Wootton High School senior Catherine Contreras’ said some students with disabilities were scared and had trouble evacuating and getting to a meetup point outside.

“When I saw it firsthand, it was really eye opening and it made me really realize that this is a big issue and that this is not OK,” she said.

She’s become an advocate for students with disabilities demanding the school system bring its buildings into compliance with the Americans With Disabilities Act. She has testified at Montgomery County Council and school board meetings, pleading with them to address safety and accessibility issues.

The school system said in a statement that it is working on as many ADA improvement projects as possible within funding constraints and that a planned renovation at Wootton is designed to address many of the ADA issues advocates have identified.

Contreras’ friend and classmate Danny has Down syndrome.

“He is, I call him my sunshine,” Contreras said. “He is a bright human being.”

Danny’s dad is impressed with Contreras’ passion and persistence.

“They shouldn’t need much prodding,” John Fitzgerald said. “After all, it’s a federal law and it’s important, and it’s a good thing. Why not do it? I know it’s expensive. Let’s make it a priority.”

Contreras plans to continue her fight for kids like Danny beyond graduation.

“I hope to make a career out of this,” she said. “I hope to keep fighting for this for the rest of my life until this gets fixed, because this is truly a big passion of mine and something that’s long overdue.”

Contreras will provide public testimony to the Montgomery County School Board Tuesday — her last chance to pitch her cause as a high school student.

Montgomery County Public Schools statement:

“MCPS took the proactive step several years ago to bring in an outside contractor to assess all 208 MCPS school facilities for ADA compliance and to identify aspects that need remediation. The district published all of this information online so that communities have full information about the status of ADA features in their schools.

“This assessment yielded a wide range of information, everything from major structural improvements that would require major construction projects to resolve, to overgrown branches that impede pathways and access routes.  We are working through as many projects as feasible within funding constraints.  Some ADA issues, including many at Wootton High School, will require a major renovation to fully address.  Wootton HS is scheduled for major renovation in the next couple of years, contingent on funding, and this project will be designed to address many of the ADA issues that advocates have identified.
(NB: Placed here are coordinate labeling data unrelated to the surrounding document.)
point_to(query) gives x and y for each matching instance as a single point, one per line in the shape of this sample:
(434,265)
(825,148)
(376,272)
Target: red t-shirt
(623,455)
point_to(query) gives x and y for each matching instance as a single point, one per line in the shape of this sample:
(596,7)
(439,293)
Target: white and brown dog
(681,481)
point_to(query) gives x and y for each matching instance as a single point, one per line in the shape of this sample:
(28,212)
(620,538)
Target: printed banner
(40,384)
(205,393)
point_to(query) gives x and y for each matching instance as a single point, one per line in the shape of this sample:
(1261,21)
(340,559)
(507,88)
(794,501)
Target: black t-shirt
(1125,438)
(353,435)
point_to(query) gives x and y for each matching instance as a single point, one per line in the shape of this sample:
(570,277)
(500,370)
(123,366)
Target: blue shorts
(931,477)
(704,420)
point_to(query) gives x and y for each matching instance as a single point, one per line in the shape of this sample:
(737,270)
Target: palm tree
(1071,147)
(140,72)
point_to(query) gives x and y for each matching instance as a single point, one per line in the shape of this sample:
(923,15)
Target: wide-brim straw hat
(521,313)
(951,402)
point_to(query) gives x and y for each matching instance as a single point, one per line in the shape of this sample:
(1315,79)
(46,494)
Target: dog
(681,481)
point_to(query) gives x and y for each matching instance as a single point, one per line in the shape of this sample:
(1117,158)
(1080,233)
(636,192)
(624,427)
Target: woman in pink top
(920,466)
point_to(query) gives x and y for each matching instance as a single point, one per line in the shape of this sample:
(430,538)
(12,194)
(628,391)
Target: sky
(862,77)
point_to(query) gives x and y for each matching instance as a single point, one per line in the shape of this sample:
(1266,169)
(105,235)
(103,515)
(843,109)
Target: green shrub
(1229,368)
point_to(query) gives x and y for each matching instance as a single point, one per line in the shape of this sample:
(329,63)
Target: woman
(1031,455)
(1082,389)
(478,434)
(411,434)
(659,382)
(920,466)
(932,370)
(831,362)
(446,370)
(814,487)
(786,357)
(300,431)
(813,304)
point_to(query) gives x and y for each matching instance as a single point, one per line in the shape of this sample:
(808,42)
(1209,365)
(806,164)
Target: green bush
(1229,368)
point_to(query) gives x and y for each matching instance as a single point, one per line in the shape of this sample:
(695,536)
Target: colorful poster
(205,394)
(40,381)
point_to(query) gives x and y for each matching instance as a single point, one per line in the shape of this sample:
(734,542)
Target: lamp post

“Many public buildings in our county, state and nation are “out of compliance” with the ADA in one or more features due in part to age, but also due to the broad scope of ADA regulations, the frequent updates to the legislation, and changing building codes.  MCPS works continually with our school communities to address specific needs of staff, students, and families and to ensure access to the programs and services within our schools.  Accommodations are made to ensure student safety and access.”